WP not catching comment spam HTML entities

charlesarthur
(@charlesarthur)

19 years, 4 months ago

I’m being annoyed by a comment spammer who is using HTML entities (those things starting with “#&” in the name, email, web address and sometimes also body of the spam.
WP 1.2 (not 1.2.1), also with Kitten’s Spam Words and the Three Strikes plugins operative.
But I’ve read elsewhere that WP should catch HTML entity attempts, and they should be blockable. (By using those, the “bad word” doesn’t get checked by the Spam Words plugin because it looks at the raw text, ful of &; &;; but a browser and presumably Google sees the “bad word”).
Am I missing some obvious setting? Or should I upgrade? Or what?

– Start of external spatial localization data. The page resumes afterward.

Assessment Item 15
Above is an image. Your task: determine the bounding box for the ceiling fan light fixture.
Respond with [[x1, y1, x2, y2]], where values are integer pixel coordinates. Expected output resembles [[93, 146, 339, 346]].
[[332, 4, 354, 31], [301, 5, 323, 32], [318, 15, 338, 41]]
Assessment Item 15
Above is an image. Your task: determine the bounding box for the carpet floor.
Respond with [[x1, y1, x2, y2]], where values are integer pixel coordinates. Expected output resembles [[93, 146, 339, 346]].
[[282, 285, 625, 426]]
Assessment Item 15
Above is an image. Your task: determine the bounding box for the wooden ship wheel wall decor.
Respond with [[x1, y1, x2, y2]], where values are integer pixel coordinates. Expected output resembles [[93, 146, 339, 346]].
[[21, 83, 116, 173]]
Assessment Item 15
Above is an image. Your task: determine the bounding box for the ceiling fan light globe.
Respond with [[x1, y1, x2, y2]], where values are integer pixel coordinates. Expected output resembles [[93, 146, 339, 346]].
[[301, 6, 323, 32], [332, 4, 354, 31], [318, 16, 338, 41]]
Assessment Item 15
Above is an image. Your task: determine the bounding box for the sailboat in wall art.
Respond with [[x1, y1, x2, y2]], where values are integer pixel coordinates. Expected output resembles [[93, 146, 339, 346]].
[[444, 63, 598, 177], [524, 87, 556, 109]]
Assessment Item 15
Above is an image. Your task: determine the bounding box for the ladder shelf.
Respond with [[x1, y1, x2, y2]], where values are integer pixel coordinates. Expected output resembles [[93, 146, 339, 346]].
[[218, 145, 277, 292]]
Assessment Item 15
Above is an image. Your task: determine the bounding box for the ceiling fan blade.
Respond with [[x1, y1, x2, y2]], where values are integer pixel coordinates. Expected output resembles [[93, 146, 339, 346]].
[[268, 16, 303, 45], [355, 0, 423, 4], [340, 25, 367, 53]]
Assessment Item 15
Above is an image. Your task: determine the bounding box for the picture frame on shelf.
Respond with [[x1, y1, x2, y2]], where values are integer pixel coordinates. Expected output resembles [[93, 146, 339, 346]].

Viewing 5 replies - 1 through 5 (of 5 total)

Moderator James Huff
(@macmanx)

Volunteer Moderator

19 years, 4 months ago

You don’t have to upgrade, but I would give the other available anti-spam solutions a try: http://www.tamba2.org.uk/wordpress/spam/

akc
(@akc)

19 years, 3 months ago

I’ve been plagued by this problem too (I’m on 1.2.1). Following Lucky1/bjoern, I’ve made slight modifications in the functions.php script (under wp-includes) to

1) stop processing comments where the author field has the characters &#. (On an English blog those characters are not necessary at all and are a reliable indicator of spam.)

2) stop processing comments where the author field matches a spam word: I got tired of disapproving spam.

By “stop processing” I mean the script stops running right after spam has been submitted but *before* it enters the database. Comments not fitting the above cases will be processed as usual.

I added the following as the very first line of function check_comment:

if(ereg(“&#”, $author)) die( “Oh…it’s a spammer…” );

(Note that even if you have comment moderation and/or link counts turned on, comment like this will still not be submitted for consideration).

I also changed

if ( preg_match($pattern, $author) ) return false;

to

if ( preg_match($pattern, $author) ) die( “Oh…a spammer…” );

Again, it tells the script to stop further processing if the author field matches a spam word. This is strong stuff, so you may want to leave this out.

See also: http://wordpress.org/support/topic.php?id=20843

akc
(@akc)

19 years, 3 months ago

Oh, btw, since WP is by default Unicode (UTF-8) encoded, there really isn’t much of a reason to use HTML numeric entities to refer to Unicode characters (e.g. &# 36453). (Little reasons include: some old, buggy browsers, maybe? Using numeric entities to call up hard-to-type Unicode characters.)

And I guess we could be a bit more precise by dissing only those author fields having entities for *low* ASCII (i.e. the usual alphabet, numbers, punctuation marks). This will let through Chinese spammers spamming in Chinese, for example. But that hasn’t been a problem on my blog (only my email!)

autumnqiu
(@autumnqiu)

19 years, 2 months ago

To WordPress Developers,

Just wondering if the above code has been implemented on WordPress 1.5 Strayhorn? (As in, commenters are not allowed to encode their comments — a form of spam protection)

Thanks!

pericat
(@pericat)

19 years, 2 months ago

They’ve put in code to catch and evaluate HTML entities. I saw it earlier today.